Diagnosing celiac disease, wheat allergy, non-celiac gluten sensitivity, or a FODMAP sensitivity (which may also feature gluten among the trigger foods) requires blood testing, to determine the presence or absence of antibodies (tTG-IgA in celiacs; IgE in wheat allergies), plus genetic markers (HLA DQ2 and DQ8 in celiacs) followed by a biopsy of the small intestine for celiacs.

So.. the dietician’s advice not to stop eating gluten had to do with the celiac screening process. If you have symptoms that are relieved by avoiding (gluten-containing) trigger foods, that solves one problem. But it doesn’t answer the question of whether you are one of the large number of undiagnosed celiacs. If you might be, you must eat gluten (3g/day, about 1.5 pieces of bread) for at least 3 weeks before having the blood tests and biopsy. If you have stopped, the inflammation dies down and healing will begin. So the test results will be off. Also, if you go off gluten and then return, you may trigger a more severe reaction leading to much worse symptoms. You may not be compensating for the nutrients you had lost if your villi were damaged, or which you previously obtained from gluten products (there are recommended supplements) such as fibre. Staying on gluten also reduces the number of tests and re-tests needed, and puts you firmly on biopsy waiting and cancellation lists, and means a speedier diagnosis = the better to make those long-term changes if needed.

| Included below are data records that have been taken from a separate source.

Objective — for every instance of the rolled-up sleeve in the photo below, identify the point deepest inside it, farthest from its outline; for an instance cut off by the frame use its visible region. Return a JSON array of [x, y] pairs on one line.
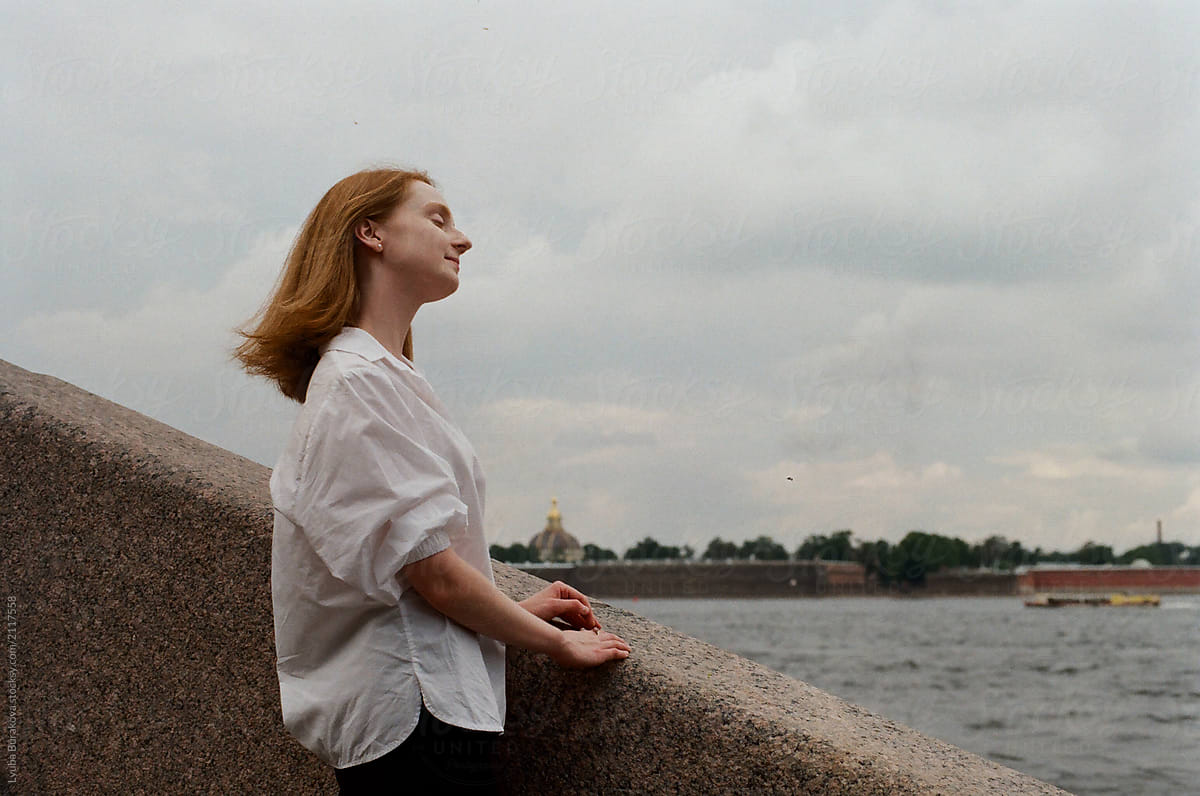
[[371, 498]]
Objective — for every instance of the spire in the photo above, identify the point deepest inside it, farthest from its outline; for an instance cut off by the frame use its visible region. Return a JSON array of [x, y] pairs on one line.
[[553, 518]]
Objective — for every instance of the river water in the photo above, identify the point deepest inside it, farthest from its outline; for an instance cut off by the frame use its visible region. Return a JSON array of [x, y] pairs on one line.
[[1095, 700]]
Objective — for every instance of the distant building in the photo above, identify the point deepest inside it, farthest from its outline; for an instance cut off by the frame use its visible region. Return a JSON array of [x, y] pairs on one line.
[[553, 543]]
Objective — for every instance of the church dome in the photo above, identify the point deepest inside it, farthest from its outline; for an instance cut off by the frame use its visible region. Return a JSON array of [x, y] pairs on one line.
[[553, 543]]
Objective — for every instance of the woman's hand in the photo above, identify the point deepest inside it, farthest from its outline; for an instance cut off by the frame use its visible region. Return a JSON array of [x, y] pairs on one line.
[[561, 602], [585, 648]]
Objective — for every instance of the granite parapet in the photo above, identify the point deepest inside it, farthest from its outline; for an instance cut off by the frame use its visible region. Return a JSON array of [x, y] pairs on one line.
[[138, 563]]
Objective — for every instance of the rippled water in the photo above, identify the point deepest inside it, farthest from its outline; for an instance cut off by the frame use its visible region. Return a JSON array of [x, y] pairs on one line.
[[1096, 700]]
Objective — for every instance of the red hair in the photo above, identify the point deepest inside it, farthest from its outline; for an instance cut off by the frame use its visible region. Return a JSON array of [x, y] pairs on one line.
[[318, 292]]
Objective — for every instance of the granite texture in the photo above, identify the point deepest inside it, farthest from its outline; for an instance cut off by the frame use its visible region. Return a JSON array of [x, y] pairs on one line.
[[138, 558]]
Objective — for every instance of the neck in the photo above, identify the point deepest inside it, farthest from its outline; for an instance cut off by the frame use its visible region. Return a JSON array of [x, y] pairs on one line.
[[387, 316]]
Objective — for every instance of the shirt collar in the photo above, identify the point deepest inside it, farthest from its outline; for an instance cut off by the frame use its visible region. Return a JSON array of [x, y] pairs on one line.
[[359, 341]]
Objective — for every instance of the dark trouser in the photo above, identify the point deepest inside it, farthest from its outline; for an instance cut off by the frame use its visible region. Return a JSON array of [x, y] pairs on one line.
[[437, 758]]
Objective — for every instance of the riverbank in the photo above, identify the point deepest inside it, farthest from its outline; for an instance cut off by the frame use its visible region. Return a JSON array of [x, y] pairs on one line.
[[847, 579]]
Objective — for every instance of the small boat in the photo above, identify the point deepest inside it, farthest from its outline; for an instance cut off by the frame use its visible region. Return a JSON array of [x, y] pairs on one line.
[[1119, 598]]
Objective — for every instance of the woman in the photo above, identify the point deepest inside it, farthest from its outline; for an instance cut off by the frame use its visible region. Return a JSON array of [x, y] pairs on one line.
[[389, 628]]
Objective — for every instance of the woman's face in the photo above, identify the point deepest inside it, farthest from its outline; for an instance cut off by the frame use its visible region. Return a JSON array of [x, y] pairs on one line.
[[420, 245]]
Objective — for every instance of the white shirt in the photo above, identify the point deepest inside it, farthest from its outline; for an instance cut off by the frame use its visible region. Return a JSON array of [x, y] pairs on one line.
[[373, 477]]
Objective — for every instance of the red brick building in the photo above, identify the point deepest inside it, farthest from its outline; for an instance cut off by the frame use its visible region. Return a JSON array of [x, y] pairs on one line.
[[1180, 580]]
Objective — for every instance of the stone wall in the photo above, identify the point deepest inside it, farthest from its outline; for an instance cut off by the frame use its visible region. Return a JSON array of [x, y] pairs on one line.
[[138, 558]]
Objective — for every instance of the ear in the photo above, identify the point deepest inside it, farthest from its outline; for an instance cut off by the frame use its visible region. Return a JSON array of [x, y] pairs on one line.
[[365, 231]]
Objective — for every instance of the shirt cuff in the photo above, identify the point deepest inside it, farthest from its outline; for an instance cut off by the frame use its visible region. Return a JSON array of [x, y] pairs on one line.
[[435, 543]]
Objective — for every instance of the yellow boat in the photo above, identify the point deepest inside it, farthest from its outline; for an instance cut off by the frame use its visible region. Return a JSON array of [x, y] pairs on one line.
[[1120, 598], [1134, 599]]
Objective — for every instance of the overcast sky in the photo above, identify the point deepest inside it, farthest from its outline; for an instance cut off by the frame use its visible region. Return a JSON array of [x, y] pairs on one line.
[[738, 268]]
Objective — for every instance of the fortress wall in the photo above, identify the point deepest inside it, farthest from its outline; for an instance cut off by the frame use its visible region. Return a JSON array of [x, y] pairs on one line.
[[1179, 580], [137, 561]]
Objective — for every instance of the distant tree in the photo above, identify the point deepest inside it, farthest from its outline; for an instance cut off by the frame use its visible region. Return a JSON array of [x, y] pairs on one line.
[[762, 549], [919, 554], [514, 554], [719, 550], [837, 546], [1095, 554], [876, 558], [649, 549], [594, 552]]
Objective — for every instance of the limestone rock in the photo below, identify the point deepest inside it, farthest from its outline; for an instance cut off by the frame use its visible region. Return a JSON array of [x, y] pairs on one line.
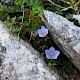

Also, if you are found not to be celiac, you might fall into a luckier category and be needlessly depriving yourself by embarking too soon on a gluten-free diet. Wheat allergy might leave room for other gluten-containing foods; FODMAP-sensitive people tend to have episodic symptoms and may tolerate alternate forms of wheat such as spelt; and non-celiac gluten sensitive people may (or may not) be able to tolerate small amounts of good quality gluten products, given proper preparation methods and food enzymes. As anyone who’s tried it knows, going off gluten can be an expensive, isolating and frustrating experience, so here’s hoping it isn’t necessary.

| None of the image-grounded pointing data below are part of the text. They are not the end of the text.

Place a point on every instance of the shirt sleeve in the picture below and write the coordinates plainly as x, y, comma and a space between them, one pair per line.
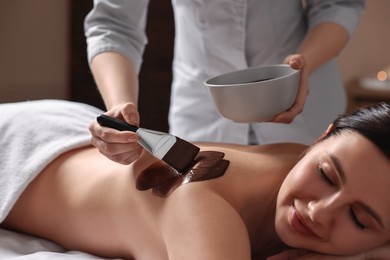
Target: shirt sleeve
346, 13
119, 26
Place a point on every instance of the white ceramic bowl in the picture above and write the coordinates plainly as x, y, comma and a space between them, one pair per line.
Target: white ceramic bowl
255, 94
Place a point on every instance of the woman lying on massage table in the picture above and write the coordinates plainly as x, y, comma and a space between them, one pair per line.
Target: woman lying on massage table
332, 198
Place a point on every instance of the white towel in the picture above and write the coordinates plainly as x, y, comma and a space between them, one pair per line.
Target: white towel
32, 134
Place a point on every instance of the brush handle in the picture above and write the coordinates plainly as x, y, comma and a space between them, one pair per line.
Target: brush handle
115, 123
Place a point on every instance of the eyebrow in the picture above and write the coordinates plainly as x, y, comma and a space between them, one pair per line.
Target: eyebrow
340, 171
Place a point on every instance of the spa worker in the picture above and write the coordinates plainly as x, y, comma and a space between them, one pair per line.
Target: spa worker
214, 37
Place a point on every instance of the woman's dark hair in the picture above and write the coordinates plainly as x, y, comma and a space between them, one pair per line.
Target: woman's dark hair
373, 122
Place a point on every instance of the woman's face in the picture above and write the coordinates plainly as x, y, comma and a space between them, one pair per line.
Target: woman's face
336, 200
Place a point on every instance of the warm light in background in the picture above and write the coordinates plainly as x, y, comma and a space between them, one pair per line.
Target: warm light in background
382, 75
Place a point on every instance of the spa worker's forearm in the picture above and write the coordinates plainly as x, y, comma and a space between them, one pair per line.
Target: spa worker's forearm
116, 78
322, 43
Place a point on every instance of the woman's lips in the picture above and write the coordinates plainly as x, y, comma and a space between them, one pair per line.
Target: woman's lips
299, 225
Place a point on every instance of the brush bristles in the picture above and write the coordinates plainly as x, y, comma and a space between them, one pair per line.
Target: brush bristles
181, 155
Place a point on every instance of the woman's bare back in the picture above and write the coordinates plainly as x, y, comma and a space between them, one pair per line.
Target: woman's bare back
86, 202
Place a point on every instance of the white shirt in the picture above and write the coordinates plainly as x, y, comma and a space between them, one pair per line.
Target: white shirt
218, 36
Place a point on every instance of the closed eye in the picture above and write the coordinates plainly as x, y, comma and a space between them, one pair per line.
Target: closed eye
325, 176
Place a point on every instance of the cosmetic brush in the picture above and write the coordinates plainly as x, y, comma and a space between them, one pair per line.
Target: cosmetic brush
176, 152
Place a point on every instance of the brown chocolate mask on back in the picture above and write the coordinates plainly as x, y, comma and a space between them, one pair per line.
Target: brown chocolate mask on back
163, 179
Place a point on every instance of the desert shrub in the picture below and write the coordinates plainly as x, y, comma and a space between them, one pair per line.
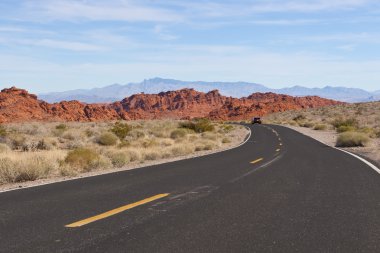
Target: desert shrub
89, 132
69, 136
43, 145
3, 131
344, 128
107, 139
136, 134
24, 170
17, 141
59, 130
369, 131
226, 140
4, 148
121, 130
62, 127
227, 128
181, 150
352, 139
133, 155
178, 133
152, 155
124, 144
320, 127
199, 126
351, 122
307, 124
118, 159
83, 158
299, 117
149, 143
208, 147
209, 136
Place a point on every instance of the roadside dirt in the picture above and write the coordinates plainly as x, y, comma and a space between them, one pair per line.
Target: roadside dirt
239, 136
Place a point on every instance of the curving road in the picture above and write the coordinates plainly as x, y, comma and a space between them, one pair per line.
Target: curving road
279, 192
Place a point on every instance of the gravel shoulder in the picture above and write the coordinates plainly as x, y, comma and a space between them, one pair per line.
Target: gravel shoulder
239, 135
328, 137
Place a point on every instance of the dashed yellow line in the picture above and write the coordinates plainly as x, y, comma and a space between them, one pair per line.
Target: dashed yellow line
115, 211
257, 160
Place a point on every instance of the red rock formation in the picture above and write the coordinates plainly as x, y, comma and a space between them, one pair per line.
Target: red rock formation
17, 105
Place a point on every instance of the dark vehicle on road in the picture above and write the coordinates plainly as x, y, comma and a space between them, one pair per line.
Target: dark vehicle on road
256, 120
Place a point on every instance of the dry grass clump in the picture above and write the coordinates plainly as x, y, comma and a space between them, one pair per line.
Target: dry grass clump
199, 125
118, 158
83, 159
352, 139
107, 139
360, 117
178, 133
27, 166
32, 151
320, 127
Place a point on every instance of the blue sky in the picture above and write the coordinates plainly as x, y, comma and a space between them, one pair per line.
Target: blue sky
67, 44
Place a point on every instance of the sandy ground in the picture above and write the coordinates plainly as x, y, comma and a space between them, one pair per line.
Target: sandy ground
239, 136
328, 137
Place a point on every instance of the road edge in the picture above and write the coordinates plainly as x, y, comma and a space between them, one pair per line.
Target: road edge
365, 161
60, 180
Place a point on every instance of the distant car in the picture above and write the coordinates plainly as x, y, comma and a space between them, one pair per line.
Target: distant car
256, 120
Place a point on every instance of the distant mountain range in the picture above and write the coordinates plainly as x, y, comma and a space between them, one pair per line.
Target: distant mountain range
117, 92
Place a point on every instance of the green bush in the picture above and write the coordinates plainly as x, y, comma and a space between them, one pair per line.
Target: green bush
3, 131
299, 117
320, 127
107, 139
118, 159
83, 158
345, 122
178, 133
344, 128
62, 127
121, 130
307, 124
4, 148
226, 140
352, 139
198, 126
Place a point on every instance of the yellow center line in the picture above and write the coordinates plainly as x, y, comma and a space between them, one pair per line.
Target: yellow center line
257, 160
115, 211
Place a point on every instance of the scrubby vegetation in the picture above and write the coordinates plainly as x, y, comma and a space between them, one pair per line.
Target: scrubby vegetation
32, 151
356, 124
352, 139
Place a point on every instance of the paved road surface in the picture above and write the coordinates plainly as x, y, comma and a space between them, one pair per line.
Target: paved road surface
301, 196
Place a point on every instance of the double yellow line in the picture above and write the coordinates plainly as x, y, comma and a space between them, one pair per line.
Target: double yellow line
115, 211
257, 160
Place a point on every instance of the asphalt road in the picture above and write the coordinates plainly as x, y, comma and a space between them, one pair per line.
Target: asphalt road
301, 196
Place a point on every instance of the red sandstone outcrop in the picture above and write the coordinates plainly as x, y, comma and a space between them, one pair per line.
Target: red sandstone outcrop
17, 105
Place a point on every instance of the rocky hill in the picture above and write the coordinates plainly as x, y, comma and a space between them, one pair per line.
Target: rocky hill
117, 92
17, 105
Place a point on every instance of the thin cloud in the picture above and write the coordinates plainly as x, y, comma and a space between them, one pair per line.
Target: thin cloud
70, 10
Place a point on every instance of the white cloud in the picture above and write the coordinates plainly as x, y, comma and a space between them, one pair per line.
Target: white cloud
56, 44
163, 34
196, 63
71, 10
307, 6
285, 22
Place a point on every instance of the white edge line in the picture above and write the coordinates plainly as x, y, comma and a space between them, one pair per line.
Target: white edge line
347, 152
83, 177
361, 159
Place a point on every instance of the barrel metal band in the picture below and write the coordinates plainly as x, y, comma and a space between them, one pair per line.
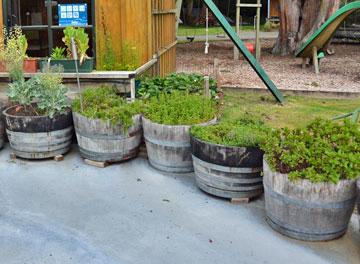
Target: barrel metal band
304, 204
106, 137
176, 144
280, 224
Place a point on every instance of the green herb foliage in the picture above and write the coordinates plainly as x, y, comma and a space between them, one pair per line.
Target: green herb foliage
324, 151
51, 99
58, 53
14, 52
191, 83
104, 103
244, 132
43, 95
81, 39
180, 109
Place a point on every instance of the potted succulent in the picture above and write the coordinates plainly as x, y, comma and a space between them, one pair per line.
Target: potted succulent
166, 123
63, 57
39, 124
14, 52
227, 158
2, 127
310, 179
108, 128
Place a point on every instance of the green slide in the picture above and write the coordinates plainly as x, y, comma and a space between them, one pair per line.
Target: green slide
248, 56
324, 34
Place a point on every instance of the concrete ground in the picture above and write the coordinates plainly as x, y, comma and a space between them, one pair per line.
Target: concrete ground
69, 212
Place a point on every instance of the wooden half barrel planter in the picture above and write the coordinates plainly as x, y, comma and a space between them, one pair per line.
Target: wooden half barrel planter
308, 211
358, 203
2, 130
38, 137
168, 147
227, 172
101, 141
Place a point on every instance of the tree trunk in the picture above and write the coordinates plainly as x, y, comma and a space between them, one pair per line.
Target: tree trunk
299, 19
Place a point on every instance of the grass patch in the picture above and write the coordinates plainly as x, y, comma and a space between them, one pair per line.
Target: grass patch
297, 112
191, 31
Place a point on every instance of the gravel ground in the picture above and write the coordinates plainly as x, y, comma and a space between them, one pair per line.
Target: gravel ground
339, 72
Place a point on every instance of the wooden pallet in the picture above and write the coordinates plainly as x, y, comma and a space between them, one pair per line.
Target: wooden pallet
57, 158
98, 164
240, 200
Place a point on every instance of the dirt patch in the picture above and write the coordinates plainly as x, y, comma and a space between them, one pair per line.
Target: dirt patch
339, 72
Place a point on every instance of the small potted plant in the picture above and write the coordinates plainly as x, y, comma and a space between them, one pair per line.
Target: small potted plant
2, 127
14, 52
39, 124
63, 57
166, 123
108, 128
227, 158
310, 179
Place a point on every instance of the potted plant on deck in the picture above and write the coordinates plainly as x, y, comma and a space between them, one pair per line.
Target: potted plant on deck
63, 56
310, 179
166, 123
227, 158
14, 52
108, 128
39, 124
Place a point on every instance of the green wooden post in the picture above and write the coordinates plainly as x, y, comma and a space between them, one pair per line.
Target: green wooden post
248, 56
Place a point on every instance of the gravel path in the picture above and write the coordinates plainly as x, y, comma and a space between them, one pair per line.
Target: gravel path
339, 72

Bottom line? Celiac disease is worth checking out if you have gluten issues, as it robs your body of important nutrients with a strong effect on future health, is curable (by diet), has a genetic aspect (family members need to know) and if left untreated gives you a much shorter lifespan with more chronic health conditions and susceptibility to autoimmune disorders and a couple of nasty forms of cancer.

I’ll have more to say about wheat allergy, FODMAP and non-celiac gluten sensitivity in a future post.